Other (income) expense, net
    0.0       0.0       0.1       (0.1 )
Interest income
    (0.4 )     (0.2 )     (0.7 )     (0.6 )
Interest expense
    0.0       0.2       0.1       0.7  
Depreciation and amortization
    3.0       2.6       9.1       8.2  
Income taxes
    48.5       3.5       146.1       6.4  
Noncontrolling interest
    (0.0 )     (0.0 )     (0.0 )     (0.1 )
 
                       
EBITDA
    127.2       12.8       392.7       26.4  
 
                       
 
                               
Adjusted to add (deduct):
                               
Change in revenue recognition (1)
    (101.0 )             (101.0 )        

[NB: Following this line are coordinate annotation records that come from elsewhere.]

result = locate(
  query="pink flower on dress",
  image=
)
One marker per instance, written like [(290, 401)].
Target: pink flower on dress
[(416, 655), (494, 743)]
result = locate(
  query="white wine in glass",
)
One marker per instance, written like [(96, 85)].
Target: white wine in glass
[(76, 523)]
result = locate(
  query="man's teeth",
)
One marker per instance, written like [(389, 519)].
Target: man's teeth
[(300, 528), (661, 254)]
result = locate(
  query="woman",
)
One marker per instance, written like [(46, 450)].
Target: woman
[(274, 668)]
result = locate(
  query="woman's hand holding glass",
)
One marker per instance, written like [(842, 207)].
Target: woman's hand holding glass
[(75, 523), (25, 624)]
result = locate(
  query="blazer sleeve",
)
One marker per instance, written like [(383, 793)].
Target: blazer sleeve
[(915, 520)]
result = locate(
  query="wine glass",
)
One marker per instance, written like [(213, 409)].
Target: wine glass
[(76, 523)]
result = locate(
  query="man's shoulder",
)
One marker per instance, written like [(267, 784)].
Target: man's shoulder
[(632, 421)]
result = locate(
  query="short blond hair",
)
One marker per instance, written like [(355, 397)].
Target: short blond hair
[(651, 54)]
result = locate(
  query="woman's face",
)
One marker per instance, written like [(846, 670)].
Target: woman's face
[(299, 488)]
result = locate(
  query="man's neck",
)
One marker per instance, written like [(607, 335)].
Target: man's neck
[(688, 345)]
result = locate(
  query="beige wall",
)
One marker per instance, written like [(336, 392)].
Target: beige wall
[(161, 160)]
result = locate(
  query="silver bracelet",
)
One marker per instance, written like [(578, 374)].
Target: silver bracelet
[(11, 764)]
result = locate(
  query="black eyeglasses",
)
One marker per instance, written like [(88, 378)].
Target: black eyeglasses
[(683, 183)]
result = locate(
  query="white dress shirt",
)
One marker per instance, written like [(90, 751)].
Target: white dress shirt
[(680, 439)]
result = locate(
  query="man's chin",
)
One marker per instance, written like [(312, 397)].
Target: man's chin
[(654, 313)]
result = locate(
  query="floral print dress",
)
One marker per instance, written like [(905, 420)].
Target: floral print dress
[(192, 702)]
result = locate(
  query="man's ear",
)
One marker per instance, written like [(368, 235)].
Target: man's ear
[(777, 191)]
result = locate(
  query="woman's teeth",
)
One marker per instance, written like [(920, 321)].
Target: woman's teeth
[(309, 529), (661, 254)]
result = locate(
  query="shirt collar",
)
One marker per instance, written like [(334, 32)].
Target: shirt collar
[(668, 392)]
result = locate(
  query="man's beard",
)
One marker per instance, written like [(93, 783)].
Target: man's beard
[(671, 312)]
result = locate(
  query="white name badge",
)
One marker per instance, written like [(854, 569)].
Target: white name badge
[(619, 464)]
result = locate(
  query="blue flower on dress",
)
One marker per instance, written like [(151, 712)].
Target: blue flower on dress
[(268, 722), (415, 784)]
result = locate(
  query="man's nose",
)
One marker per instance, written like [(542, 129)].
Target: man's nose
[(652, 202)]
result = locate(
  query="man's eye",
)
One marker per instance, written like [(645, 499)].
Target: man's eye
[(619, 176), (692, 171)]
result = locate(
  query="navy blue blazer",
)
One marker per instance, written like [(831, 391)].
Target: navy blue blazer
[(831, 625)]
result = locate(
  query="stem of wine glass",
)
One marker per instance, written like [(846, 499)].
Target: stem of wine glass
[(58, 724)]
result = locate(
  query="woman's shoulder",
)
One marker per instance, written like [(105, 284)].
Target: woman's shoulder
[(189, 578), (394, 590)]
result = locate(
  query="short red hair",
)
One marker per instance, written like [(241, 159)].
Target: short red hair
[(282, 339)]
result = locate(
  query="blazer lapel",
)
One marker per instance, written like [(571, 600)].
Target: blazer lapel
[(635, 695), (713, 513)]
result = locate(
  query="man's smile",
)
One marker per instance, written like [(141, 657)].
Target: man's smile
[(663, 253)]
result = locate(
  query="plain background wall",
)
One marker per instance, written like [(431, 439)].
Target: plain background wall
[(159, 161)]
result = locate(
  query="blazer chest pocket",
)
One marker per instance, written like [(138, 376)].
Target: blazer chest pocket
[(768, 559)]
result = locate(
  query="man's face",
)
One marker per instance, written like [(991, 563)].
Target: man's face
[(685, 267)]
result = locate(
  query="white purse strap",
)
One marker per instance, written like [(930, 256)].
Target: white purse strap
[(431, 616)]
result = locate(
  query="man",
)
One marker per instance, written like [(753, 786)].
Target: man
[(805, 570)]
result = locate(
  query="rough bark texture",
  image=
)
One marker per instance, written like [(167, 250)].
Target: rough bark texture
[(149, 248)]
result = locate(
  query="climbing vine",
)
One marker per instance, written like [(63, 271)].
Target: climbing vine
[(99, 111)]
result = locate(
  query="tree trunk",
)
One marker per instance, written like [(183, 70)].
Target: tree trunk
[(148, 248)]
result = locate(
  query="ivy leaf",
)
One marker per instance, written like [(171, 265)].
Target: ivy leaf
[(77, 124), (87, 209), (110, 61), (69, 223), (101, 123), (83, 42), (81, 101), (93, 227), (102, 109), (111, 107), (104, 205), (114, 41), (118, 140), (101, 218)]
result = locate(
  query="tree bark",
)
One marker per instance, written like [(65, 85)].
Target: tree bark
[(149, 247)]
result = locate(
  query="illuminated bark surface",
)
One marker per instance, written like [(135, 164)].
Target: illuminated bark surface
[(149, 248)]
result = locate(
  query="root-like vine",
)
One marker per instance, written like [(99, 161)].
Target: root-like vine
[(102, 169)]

Antitrust litigation settlement (2)
            0.8               1.7  
Share-based compensation
    2.5       2.0       7.7       5.2  
 
                       
Adjusted EBITDA
  $ 27.8     $ 15.6     $ 299.4     $ 33.3  
 
                       
(1) Material Modification to Teva Agreement
In July 2010, the Company entered into a material modification of its Strategic Alliance Agreement with Teva, and as a result the Company will apply the revised accounting standards of FASB ASC 605-25 Multiple Element Arrangements (“ASC 605-25”) which became effective for agreements entered into or materially modified on or after June 15, 2010, to its recognition of revenue under the Teva Agreement. The Company applied the accounting principles of ASC 605-25 on a prospective basis beginning in the quarter ended September 30, 2010. For the three months and nine months ended September 30, 2010, the application of ASC 605-25 resulted in recognition in the quarter ended September 30, 2010 of previously deferred revenue and related costs, with the effect of increasing RX Partner revenue by $196.4 million and increasing Cost of revenues by $95.4 million. Basic earnings per share increased by approximately $0.98 and $0.99 for the three and nine months ended September 30, 2010, respectively, as a result of the prospective application of ASC 605-25.
(2) Litigation settlement
In January 2010, the Company entered into an agreement to settle a lawsuit related to its previously marketed Lipram UL products. Under the terms of the litigation settlement agreement, the Company agreed to reimburse the plaintiff for certain litigation costs, which was paid by the Company in January 2010. The Company recorded an accrued expense for this payment in the year ended December 31, 2009. In the three and nine months ended September 30, 2009 the Company recorded litigation settlement expense of $0.8 million and $1.7 million, respectively, which included legal and other professional fees incurred by the Company in its defense against the lawsuit.